The data that came back during the first month of the project took the practice group by surprise: their actual concordance with the recommendation was only 11 percent.
“We thought we were doing it right all the time but we were really doing it right almost none of the time,” said Jay Reynolds, MD, TAMC’s Chief Operating Officer and Chief Medical Officer.
The antibiotics project involved a single clinician intervention: providing monthly reports to physicians that included unblinded prescribing data for all clinicians in the practice, which were discussed at monthly primary care provider meetings. There was also a patient-facing intervention: TAMC posted laminated copies of Consumer Reports’ patient education handout about antibiotics in exam rooms.
The project began in TAMC’s five outpatient primary care clinics practice and later expanded to its walk-in clinic and emergency room, to include a total of 49 clinicians. At first, progress was slow, with substantial improvement occurring only after a year. From the starting point of 11 percent, compliance with the Choosing Wisely recommendation rose steadily to regularly exceed 80 percent and ultimately reached a high of 96 percent in August 2016.
David Weed, DO, a pulmonologist at TAMC, said the key to changing clinician attitudes was finding advocates within the practice groups.

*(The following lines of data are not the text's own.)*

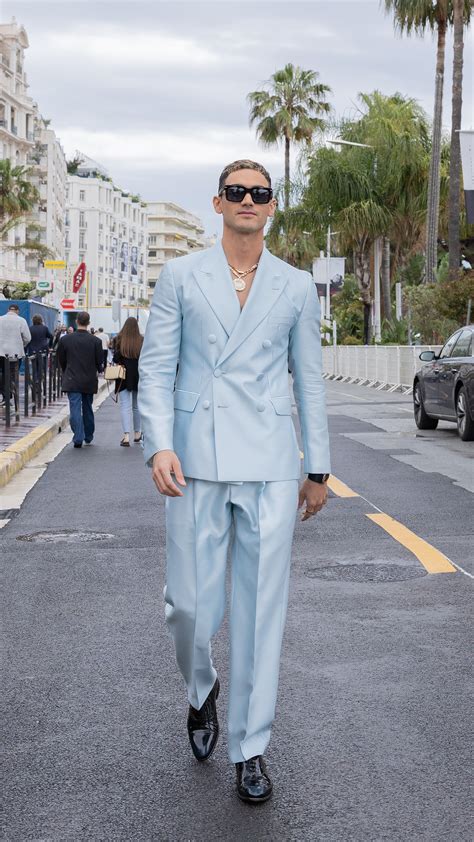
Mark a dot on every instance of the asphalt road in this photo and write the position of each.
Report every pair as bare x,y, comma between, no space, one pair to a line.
371,740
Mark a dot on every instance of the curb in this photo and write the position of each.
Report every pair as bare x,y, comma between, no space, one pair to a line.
16,455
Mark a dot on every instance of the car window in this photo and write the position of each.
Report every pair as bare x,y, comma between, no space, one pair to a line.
446,351
462,347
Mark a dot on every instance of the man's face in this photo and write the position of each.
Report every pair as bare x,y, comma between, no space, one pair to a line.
245,217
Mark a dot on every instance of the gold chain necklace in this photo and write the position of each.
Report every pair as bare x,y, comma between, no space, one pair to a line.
239,275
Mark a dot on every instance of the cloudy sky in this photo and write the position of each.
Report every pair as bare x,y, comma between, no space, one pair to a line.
156,91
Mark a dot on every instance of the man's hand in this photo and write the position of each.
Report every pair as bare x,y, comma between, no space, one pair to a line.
165,463
315,495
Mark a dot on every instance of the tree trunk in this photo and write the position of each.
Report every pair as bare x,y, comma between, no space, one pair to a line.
434,177
386,286
362,273
455,159
287,173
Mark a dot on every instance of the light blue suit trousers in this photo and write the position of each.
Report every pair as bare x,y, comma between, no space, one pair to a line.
260,516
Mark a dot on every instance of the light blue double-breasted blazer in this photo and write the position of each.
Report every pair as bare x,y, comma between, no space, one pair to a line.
227,414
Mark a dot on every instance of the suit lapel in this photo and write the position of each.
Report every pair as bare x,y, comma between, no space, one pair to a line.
267,286
214,281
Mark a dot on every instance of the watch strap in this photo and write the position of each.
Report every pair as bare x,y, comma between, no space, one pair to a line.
318,477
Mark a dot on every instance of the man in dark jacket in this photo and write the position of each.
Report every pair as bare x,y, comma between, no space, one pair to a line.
80,357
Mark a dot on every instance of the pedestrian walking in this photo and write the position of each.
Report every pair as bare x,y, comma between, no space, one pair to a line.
127,347
14,337
41,340
80,357
59,332
221,442
41,337
104,338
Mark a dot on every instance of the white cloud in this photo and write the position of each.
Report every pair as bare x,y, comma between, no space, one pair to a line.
157,150
119,46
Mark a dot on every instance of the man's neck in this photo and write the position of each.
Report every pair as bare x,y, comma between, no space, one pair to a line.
242,250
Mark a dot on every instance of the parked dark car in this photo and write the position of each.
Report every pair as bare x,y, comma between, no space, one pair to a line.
444,387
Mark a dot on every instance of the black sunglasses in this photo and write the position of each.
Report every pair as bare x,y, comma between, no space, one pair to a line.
237,193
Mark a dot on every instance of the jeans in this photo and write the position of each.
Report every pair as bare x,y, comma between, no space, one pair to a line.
129,401
81,416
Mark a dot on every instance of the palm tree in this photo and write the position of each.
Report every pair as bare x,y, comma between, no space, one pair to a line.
17,194
417,16
455,160
289,110
18,197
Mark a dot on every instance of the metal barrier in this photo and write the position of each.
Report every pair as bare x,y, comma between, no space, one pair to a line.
32,382
382,366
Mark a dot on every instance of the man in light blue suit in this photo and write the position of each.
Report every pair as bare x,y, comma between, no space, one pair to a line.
219,436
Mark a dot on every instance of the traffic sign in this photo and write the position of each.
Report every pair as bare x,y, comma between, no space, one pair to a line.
54,264
79,277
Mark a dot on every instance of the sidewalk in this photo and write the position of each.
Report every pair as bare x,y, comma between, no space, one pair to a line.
371,737
24,439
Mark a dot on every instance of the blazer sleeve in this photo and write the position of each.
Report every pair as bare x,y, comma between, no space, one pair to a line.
305,360
157,367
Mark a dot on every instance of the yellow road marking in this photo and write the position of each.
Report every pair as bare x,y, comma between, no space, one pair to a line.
340,488
432,559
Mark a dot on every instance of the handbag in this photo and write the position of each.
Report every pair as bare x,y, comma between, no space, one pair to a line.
115,372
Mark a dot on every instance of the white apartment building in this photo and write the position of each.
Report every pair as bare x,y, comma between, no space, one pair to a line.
172,232
47,221
16,135
27,140
106,228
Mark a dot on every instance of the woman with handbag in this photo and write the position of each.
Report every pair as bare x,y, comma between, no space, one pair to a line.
127,347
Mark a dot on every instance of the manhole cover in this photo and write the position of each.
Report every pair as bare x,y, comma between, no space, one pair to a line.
366,573
65,536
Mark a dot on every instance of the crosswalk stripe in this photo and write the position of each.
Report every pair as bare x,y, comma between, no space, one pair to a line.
432,559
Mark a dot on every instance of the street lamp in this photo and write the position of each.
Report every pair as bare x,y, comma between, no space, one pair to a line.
377,245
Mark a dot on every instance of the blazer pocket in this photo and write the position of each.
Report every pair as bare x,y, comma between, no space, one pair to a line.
281,320
282,405
185,400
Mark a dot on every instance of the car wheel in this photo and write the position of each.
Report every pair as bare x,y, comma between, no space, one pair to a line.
465,422
422,420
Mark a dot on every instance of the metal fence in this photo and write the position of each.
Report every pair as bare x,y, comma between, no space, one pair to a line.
28,384
375,365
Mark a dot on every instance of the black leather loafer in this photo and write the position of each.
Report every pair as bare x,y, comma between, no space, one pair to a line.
253,782
203,727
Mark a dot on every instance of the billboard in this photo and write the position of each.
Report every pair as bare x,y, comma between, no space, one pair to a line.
336,274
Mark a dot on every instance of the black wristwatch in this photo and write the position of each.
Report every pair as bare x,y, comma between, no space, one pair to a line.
319,477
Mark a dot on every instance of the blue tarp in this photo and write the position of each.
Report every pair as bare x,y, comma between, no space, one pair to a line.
29,308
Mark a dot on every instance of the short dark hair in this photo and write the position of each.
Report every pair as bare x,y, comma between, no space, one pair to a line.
244,164
83,318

“Once we had champions, we got traction and the project took off,” he said.
The project leaders said that although a majority of the primary care clinicians had voted for the antibiotics project, some providers initially opposed it. Dr. Weed said Choosing Wisely was unfamiliar to TAMC’s clinicians at that point, and some clinicians did not agree with the recommendation and complained about “cookbook medicine.” In addition, he said providers were not used to having their practice patterns monitored.
TAMC is part of EMHS, a 9-hospital network, and has about 60 physicians (most of whom it employs) and about the same number of midlevel providers. Although it had a policy of launching a new provider-driven performance improvement project each year, Dr. Reynolds said it was “always a struggle to get physicians to agree to a meaningful measure.” He added that Choosing Wisely had helped change that, because it offers “real clinical indications that a provider can use.”
Cherri Fitzpatrick, the chief quality officer for TAMC, said that the antibiotics campaign marked a turning point.
“Our providers may once have been uncomfortable with change but are now moving steadily toward a strong culture of transparency, performance improvement and evidence-based medicine,” she said.
Based on the success of the antibiotics project, TAMC is in the final stages of planning for a new initiative to reduce imaging for low-back pain.
“I think it will be easier this time around,” Dr. Weed said. “We’re going to keep coming back with more Choosing Wisely recommendations.”